In some cases Poisson distribution can serve as an approximation to binomial one.

Theorem (Poisson)

Let \(\xi \sim \mathrm{Bin}(n, p_n)\) and \(\lim\limits_{n \to \infty} np_n = \lambda > 0\). Then

\[ \lim\limits_{n \to \infty} \mathbb{P}(\xi = k) = e^{-\lambda} \frac{\lambda^k}{k!}, \quad k \in \mathbb N \cup \{0\} \]

In other words,

\[ \mathrm{Bin}(n, p_n) \stackrel{D}{\to} \mathrm{Pois}(\lambda) \text { if } np_n \to \lambda. \]

Continuous distributions#

The support \(\Omega\) of a continuous random variable \(\xi\) is usually a subset of \(\mathbb R\).
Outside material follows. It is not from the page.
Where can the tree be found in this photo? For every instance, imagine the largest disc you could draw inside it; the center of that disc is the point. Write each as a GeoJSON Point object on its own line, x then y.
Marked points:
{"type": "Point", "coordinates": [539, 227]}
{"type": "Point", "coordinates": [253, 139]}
In this case \(\xi\) is specified by its probability density function (pdf) \(p_\xi(x)\) such that

\[ \quad \mathbb P(\xi \in [a, b]) = \int\limits_a^b p_\xi(x)\, dx. \]

Any pdf must be nonnegative and \(\int\limits_{-\infty}^\infty p_\xi(x)\, dx = 1\). Also,

\[ F_\xi(x) = \mathbb P(\xi \leqslant x) = \int\limits_{-\infty}^x p_\xi(t)\,dt, \]

and, consequently, the derivative of cdf is equal to pdf: \(F_\xi'(x) = p_\xi(x)\).

Measures of central tendency#

Let \(\xi\) be a continuous random variable whose pdf is \(p_\xi(x)\).

Expectation (mean) of \(\xi\) is

\[ \mathbb E\xi = \int\limits_{-\infty}^{\infty} xp_\xi(x)\,dx \]

Variance of \(\xi\) is

\[ \mathbb V\xi = \mathbb E\big(\xi - \mathbb E\xi\big)^2 = \mathbb E\xi^2 - (\mathbb E\xi)^2 = \int\limits_{-\infty}^{\infty} x^2p_\xi(x)\,dx - \Big(\int\limits_{-\infty}^{\infty} xp_\xi(x)\,dx\Big)^2. \]

Standard deviation is equal to the square root of variance: \(\mathrm{sd}(\xi) = \sqrt{\mathbb V\xi}\).

Median of \(\xi\) is defined as such number \(m\) for which \(F_\xi(x) = \frac 12\).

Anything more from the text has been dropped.